Trwający dekadę plan Nowego Renesansu Luwru, który obejmuje poprawę bezpieczeństwa, został uruchomiony na początku tego roku. Uważa się, że modernizacja infrastruktury, zmniejszenie zatłoczenia i zapewnienie Mona Lisie dedykowanej galerii do 2031 r. będzie kosztować do 800 mln euro.
Policja aresztowała dwóch podejrzanych w niedzielę i obecnie ich przesłuchuje. Podejrzani nie zostali jeszcze zidentyfikowani.
Według paryskiej prokurator Laure Beccuau, jeden z nich został zatrzymany na lotnisku w stolicy Francji podczas próby opuszczenia kraju.
Dwóch złodziei, którzy weszli do Luwru 19 października, było wspomaganych przez dwóch innych, którzy czekali na zewnątrz muzeum przed ucieczką wzdłuż Sekwany, powiedzieli prokuratorzy, dodając, że mogą nastąpić dodatkowe aresztowania w miarę kontynuowania śledztwa.

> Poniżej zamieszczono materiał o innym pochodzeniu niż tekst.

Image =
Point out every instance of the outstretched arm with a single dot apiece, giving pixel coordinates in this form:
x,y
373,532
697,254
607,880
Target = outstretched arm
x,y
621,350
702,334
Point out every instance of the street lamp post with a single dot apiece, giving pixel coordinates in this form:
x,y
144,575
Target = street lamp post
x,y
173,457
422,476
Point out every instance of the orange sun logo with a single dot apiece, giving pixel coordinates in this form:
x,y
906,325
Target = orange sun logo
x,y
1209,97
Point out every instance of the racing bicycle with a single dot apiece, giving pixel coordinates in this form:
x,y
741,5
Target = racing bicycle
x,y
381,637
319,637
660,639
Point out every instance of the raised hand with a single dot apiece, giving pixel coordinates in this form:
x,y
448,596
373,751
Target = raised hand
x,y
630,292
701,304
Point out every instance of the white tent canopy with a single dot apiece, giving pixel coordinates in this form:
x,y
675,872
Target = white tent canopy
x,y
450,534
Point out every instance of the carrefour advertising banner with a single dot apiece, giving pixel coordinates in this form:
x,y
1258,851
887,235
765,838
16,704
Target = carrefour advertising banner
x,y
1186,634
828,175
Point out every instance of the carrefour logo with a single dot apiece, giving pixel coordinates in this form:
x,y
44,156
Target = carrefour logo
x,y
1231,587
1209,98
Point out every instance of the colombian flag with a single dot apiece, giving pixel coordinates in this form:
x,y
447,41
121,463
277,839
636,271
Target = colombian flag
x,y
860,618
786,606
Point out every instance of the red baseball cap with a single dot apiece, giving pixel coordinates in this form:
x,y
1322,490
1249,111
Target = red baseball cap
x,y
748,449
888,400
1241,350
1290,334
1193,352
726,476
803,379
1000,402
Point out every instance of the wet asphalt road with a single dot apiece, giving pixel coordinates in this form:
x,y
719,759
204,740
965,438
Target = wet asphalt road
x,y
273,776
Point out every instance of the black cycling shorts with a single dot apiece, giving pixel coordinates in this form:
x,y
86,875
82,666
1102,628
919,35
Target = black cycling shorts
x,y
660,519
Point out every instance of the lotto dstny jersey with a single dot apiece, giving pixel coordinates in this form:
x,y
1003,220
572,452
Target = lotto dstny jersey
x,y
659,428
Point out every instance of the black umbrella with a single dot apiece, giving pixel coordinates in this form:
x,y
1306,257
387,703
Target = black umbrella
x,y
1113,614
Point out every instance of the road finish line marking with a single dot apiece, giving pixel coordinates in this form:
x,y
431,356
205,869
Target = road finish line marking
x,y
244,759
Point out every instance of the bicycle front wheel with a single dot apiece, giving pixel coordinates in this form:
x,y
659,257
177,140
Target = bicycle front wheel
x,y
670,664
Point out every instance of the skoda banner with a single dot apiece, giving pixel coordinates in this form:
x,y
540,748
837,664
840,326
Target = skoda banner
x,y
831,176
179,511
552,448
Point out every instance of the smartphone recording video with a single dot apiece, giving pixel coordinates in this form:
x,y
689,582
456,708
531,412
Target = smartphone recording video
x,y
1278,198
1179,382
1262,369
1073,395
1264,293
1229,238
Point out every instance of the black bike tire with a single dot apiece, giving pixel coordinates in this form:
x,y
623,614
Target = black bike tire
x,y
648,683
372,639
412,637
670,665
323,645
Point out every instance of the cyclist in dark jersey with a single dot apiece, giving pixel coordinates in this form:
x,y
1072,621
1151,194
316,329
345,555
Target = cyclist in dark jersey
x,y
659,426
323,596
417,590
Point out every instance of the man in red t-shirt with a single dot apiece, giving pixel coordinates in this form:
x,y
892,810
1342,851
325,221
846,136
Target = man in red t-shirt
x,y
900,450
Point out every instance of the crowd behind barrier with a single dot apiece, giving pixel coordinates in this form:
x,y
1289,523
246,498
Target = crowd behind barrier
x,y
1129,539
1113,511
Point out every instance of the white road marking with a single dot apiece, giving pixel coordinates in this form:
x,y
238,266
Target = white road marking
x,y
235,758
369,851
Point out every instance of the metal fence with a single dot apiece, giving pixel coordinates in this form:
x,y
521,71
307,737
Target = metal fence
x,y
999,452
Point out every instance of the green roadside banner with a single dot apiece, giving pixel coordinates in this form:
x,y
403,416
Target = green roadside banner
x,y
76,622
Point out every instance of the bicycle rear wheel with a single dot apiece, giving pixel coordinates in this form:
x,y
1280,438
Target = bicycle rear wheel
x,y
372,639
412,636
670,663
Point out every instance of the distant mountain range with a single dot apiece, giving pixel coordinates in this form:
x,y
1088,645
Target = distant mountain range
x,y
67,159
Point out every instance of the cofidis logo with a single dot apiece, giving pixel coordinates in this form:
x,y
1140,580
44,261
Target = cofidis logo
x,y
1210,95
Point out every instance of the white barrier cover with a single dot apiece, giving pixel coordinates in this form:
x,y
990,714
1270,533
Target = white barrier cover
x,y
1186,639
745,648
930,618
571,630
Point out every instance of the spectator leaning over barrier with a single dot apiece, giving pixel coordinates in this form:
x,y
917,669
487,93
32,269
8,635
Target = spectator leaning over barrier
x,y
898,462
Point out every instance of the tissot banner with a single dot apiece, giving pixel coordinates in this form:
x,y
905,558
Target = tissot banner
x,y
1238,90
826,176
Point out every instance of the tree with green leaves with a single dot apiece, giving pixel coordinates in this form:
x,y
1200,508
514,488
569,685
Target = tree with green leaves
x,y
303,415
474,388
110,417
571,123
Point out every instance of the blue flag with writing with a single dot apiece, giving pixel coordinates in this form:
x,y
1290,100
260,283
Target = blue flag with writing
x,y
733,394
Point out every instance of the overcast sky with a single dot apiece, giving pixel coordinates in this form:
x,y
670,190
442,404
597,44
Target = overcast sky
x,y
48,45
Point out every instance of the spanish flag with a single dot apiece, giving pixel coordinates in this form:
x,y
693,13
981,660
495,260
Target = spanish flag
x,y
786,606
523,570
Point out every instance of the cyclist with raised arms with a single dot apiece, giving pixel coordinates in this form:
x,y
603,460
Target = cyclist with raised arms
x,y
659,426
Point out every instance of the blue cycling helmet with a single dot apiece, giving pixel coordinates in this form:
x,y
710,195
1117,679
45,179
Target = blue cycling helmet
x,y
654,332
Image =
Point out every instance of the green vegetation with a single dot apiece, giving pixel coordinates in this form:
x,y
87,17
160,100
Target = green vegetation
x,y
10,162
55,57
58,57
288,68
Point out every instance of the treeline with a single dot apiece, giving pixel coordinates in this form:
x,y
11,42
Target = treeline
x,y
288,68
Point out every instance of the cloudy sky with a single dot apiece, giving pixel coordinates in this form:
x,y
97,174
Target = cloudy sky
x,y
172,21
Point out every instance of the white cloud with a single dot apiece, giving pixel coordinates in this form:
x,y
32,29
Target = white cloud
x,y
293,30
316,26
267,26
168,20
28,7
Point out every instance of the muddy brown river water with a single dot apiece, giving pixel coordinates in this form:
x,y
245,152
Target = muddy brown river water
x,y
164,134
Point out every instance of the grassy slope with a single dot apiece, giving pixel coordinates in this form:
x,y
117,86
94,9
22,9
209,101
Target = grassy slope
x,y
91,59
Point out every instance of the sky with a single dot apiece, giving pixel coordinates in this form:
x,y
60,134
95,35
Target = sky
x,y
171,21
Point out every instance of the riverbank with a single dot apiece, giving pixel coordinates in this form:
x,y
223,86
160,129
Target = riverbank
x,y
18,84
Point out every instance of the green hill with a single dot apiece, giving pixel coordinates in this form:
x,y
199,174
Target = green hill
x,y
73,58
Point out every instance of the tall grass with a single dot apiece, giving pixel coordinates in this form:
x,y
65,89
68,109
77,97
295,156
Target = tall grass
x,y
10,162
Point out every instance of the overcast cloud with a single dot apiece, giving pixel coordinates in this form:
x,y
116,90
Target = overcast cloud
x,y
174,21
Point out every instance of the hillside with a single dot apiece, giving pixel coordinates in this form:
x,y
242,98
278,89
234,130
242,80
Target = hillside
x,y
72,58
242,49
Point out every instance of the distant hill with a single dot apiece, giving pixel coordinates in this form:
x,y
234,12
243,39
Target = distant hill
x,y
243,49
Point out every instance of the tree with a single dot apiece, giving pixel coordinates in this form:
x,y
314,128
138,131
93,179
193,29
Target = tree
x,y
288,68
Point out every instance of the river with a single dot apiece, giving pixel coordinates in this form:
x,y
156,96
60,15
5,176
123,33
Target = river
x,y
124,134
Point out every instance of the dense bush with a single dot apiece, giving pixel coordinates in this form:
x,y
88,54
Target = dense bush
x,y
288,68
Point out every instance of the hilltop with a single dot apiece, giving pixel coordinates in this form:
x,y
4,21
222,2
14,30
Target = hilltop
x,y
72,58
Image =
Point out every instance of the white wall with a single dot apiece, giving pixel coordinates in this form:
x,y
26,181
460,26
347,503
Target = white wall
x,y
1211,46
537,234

Beccuau powiedział, że wszczęto dochodzenie w sprawie potencjalnych zarzutów spisku przestępczego i zorganizowanej kradzieży, które mogą wiązać się z ogromnymi grzywnami i długimi wyrokami więzienia.
Do sprawy przydzielono ponad 100 śledczych, którzy przeczesują 150 próbek DNA, nagrania z monitoringu i dowody pozostawione przez złodziei.
Odzyskanie klejnotów może być jedną z najtrudniejszych części pracy śledczych. Francuskie władze dodały klejnoty do bazy danych skradzionych dzieł sztuki Interpolu, globalnego repozytorium około 57 000 zaginionych dóbr kultury.